The U.S. Justice Department on Monday requested that a federal court hold off on ruling on South Carolina’s motion for summary judgment in its lawsuit over the breach of agreement for disposition of surplus defense plutonium now stored in the state.
The U.S. District Court for South Carolina should first rule on the federal government’s motion to dismiss the lawsuit, according to the DOJ. “The Court should resolve defendants’ preliminary objections before rushing into the potentially thorny and fact-bound issues that may arise on summary judgment,” its motion says. “A decision on the Motion to Dismiss may moot the Motion for Summary Judgment, or, at the very least, focus and narrow the issues.”
In a lawsuit filed in February, South Carolina said it is owed up to $100 million after the Department of Energy failed to meet the Jan. 1, 2016, deadline set under a 2003 agreement to process or ship outside the state 1 metric ton of plutonium held at the DOE’s Savannah River Site.
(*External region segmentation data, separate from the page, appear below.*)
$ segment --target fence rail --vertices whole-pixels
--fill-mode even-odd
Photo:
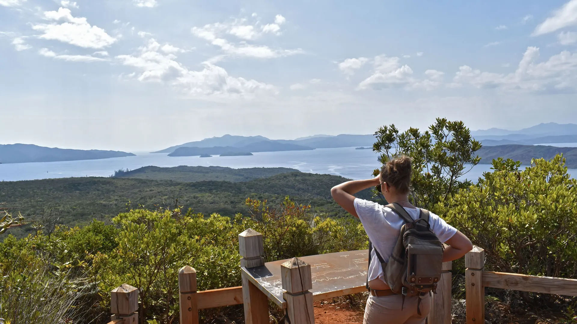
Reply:
[[[239,236],[241,265],[252,268],[264,265],[261,257],[262,235],[252,229]],[[433,295],[429,315],[430,324],[451,322],[451,262],[445,262],[443,274]],[[294,258],[281,266],[283,297],[287,319],[291,324],[314,324],[312,303],[328,298],[366,291],[359,285],[313,295],[310,266]],[[478,247],[465,255],[465,283],[467,324],[485,322],[485,288],[491,287],[542,293],[577,296],[577,280],[539,277],[516,273],[485,271],[485,251]],[[243,269],[244,270],[244,269]],[[242,272],[245,273],[245,272]],[[244,305],[246,324],[268,323],[268,296],[257,287],[257,282],[243,276],[242,286],[197,291],[196,272],[189,266],[179,271],[180,324],[198,324],[198,310]],[[138,322],[138,289],[124,284],[111,293],[111,321],[108,324],[136,324]]]
[[[485,288],[577,296],[577,280],[485,271],[485,250],[473,247],[465,255],[467,324],[485,323]]]

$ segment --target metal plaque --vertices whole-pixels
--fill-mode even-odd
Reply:
[[[313,296],[322,295],[328,298],[340,296],[346,294],[340,292],[348,292],[342,291],[365,287],[369,261],[368,250],[309,255],[299,259],[310,265],[313,288],[309,291]],[[242,268],[249,275],[249,279],[281,308],[285,308],[286,303],[283,299],[280,265],[288,259]]]

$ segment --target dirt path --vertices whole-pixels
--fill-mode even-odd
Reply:
[[[330,300],[314,302],[314,323],[362,324],[363,312],[351,310],[347,303],[335,303]]]

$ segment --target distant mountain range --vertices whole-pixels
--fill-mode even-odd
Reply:
[[[114,150],[73,150],[32,144],[0,144],[0,163],[97,160],[134,155],[132,153]]]
[[[189,142],[152,153],[168,153],[169,156],[190,156],[203,154],[219,155],[230,152],[257,152],[312,150],[320,148],[373,146],[373,135],[315,135],[296,140],[271,140],[263,136],[220,137]],[[186,148],[186,149],[185,149]]]
[[[577,125],[541,123],[519,130],[497,128],[471,131],[485,146],[577,142]]]
[[[174,152],[169,153],[168,156],[194,156],[197,155],[228,155],[231,153],[239,155],[241,152],[252,153],[256,152],[279,152],[313,149],[314,149],[297,144],[262,141],[240,147],[212,146],[211,148],[198,148],[181,146],[174,150]]]

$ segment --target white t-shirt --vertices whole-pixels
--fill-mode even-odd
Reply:
[[[404,224],[404,221],[392,209],[376,202],[357,198],[355,198],[354,205],[357,214],[365,228],[369,239],[373,243],[373,247],[379,251],[385,262],[388,262],[400,235],[400,228]],[[420,216],[418,208],[404,208],[413,219],[416,220]],[[441,242],[445,243],[457,232],[456,228],[447,224],[443,218],[433,213],[429,212],[429,224],[431,229]],[[384,282],[381,262],[374,250],[370,252],[369,281],[378,278]]]

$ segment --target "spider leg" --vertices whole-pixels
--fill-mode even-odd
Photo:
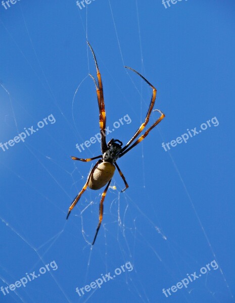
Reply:
[[[149,122],[150,115],[152,113],[153,107],[154,106],[154,104],[155,103],[155,100],[156,100],[156,96],[157,94],[157,89],[155,88],[155,87],[153,85],[152,85],[151,84],[151,83],[150,82],[149,82],[148,81],[148,80],[147,80],[143,76],[142,76],[142,75],[140,75],[140,74],[139,74],[139,73],[138,73],[138,72],[136,72],[136,71],[135,71],[134,69],[131,68],[131,67],[128,67],[128,66],[125,66],[124,67],[130,69],[131,71],[133,71],[133,72],[136,73],[137,75],[138,75],[140,77],[141,77],[141,78],[142,78],[142,79],[143,80],[144,80],[145,81],[145,82],[148,84],[149,84],[149,85],[150,85],[153,89],[153,95],[152,96],[151,100],[150,102],[150,104],[149,106],[149,110],[148,110],[147,114],[146,115],[146,117],[145,118],[145,122],[144,122],[144,123],[142,123],[142,124],[139,126],[139,127],[136,130],[134,135],[133,136],[133,137],[131,138],[131,139],[127,143],[126,145],[124,147],[123,147],[123,148],[122,149],[122,152],[124,152],[125,149],[126,149],[126,148],[128,147],[128,146],[134,141],[134,140],[136,138],[137,138],[137,136],[141,133],[141,132],[143,131],[143,130],[145,128],[145,127],[147,125],[148,123]]]
[[[91,76],[91,75],[89,75],[94,81],[97,90],[97,99],[98,100],[99,110],[100,112],[100,128],[101,130],[101,150],[102,153],[104,154],[108,149],[108,147],[106,143],[106,113],[105,109],[105,101],[104,99],[102,81],[101,79],[101,75],[99,69],[98,64],[97,63],[97,61],[94,51],[93,50],[93,49],[91,47],[90,43],[88,42],[88,41],[87,42],[87,44],[88,45],[90,50],[91,50],[91,53],[92,53],[97,69],[98,83],[97,83],[97,81],[93,76]]]
[[[124,191],[124,190],[126,190],[127,188],[128,188],[129,187],[129,185],[128,185],[128,184],[127,184],[127,182],[126,182],[126,178],[125,178],[125,177],[124,176],[124,175],[123,175],[123,174],[122,173],[122,172],[121,172],[121,170],[120,169],[120,168],[119,168],[119,167],[118,165],[117,164],[117,163],[116,163],[116,162],[114,163],[114,164],[115,164],[115,165],[116,167],[117,168],[117,169],[118,169],[118,172],[119,173],[119,175],[121,176],[121,178],[122,178],[122,180],[123,180],[123,181],[124,181],[124,183],[125,183],[125,186],[126,186],[126,187],[125,187],[125,188],[124,188],[123,189],[122,189],[122,190],[121,190],[121,192],[123,192],[123,191]]]
[[[98,234],[99,230],[100,229],[100,227],[101,227],[101,222],[102,222],[102,220],[103,220],[103,211],[104,211],[104,206],[103,206],[104,200],[105,199],[105,196],[106,195],[106,193],[108,190],[108,188],[109,188],[109,186],[110,184],[110,182],[111,182],[111,180],[110,180],[110,181],[109,181],[109,183],[108,183],[107,186],[105,187],[105,189],[104,190],[104,192],[102,193],[102,197],[101,198],[101,201],[100,202],[100,215],[99,215],[99,224],[98,224],[98,226],[97,226],[96,235],[95,235],[94,239],[93,240],[93,242],[92,242],[91,245],[94,245],[95,242],[96,241],[96,239],[97,238],[97,235]]]
[[[165,115],[160,110],[155,110],[154,111],[154,112],[155,112],[156,111],[159,112],[161,114],[161,117],[160,118],[159,118],[158,119],[158,120],[156,121],[156,122],[154,123],[153,124],[153,125],[152,125],[149,128],[149,129],[147,129],[147,130],[145,132],[145,133],[143,135],[142,135],[142,136],[140,136],[139,137],[139,138],[137,140],[136,140],[136,141],[135,141],[135,142],[134,142],[133,143],[133,144],[131,146],[130,146],[129,147],[128,147],[127,149],[126,149],[124,153],[122,153],[121,154],[120,154],[120,155],[119,156],[119,158],[121,158],[121,157],[122,157],[124,155],[125,155],[125,154],[126,154],[126,153],[127,153],[127,152],[129,152],[129,150],[130,150],[130,149],[131,149],[131,148],[133,148],[133,147],[134,146],[135,146],[138,143],[139,143],[140,142],[141,142],[142,141],[142,140],[144,140],[144,139],[147,136],[148,136],[148,135],[149,134],[149,132],[151,130],[152,130],[153,129],[153,128],[154,128],[154,127],[155,127],[155,126],[156,125],[157,125],[158,124],[158,123],[159,123],[162,121],[162,120],[165,118]]]
[[[86,182],[85,183],[85,185],[82,187],[82,189],[81,190],[81,191],[79,192],[79,193],[77,195],[77,196],[76,196],[76,197],[75,198],[74,200],[73,200],[73,201],[72,202],[71,205],[70,205],[70,207],[69,208],[69,210],[68,210],[68,214],[67,214],[67,217],[66,217],[66,220],[68,218],[70,214],[71,211],[73,209],[73,208],[75,207],[75,206],[77,204],[78,200],[81,197],[81,195],[83,193],[83,192],[86,189],[86,188],[87,187],[88,183],[89,182],[89,179],[90,178],[90,176],[92,175],[92,174],[94,172],[95,170],[97,167],[97,166],[98,166],[98,165],[100,164],[100,163],[101,163],[102,162],[102,160],[101,159],[100,160],[99,160],[98,161],[97,161],[97,162],[96,163],[96,164],[92,167],[91,170],[90,172],[90,173],[89,174],[89,175],[88,175],[88,176],[87,177],[87,180],[86,180]]]
[[[97,157],[94,157],[92,158],[87,158],[86,159],[82,159],[81,158],[77,158],[76,157],[70,156],[70,158],[72,160],[78,160],[79,161],[82,161],[83,162],[89,162],[89,161],[91,161],[92,160],[95,160],[95,159],[98,159],[100,158],[102,158],[102,155],[100,155],[100,156],[98,156]]]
The defendants are DOE and its semiautonomous National Nuclear Security Administration.
The state is requesting that the court skip a trial and order DOE to immediately remove 1 metric ton of plutonium from the state, ship out another ton by the end of the year, suspend further shipments of plutonium, and pay the $1 million per day fine that capped off in April. The federal government counters that the court does not have jurisdiction over much of the case, and that the state has no cause of action under the federal Administrative Procedure Act to demand removal of the plutonium.
Meanwhile, the South Carolina Regional Development Alliance this week also asked the court to reject the state’s motion to prevent the economic development group from intervening in the case as a plaintiff. While the state said the organization “cannot show that it possesses an interest in the subject matter of this action” and “is no different than … other citizens in the state,” the alliance countered that it has concrete interests in the region that it cannot be confident the state will advance. The federal government on Monday also filed a motion against the organization’s involvement in the case.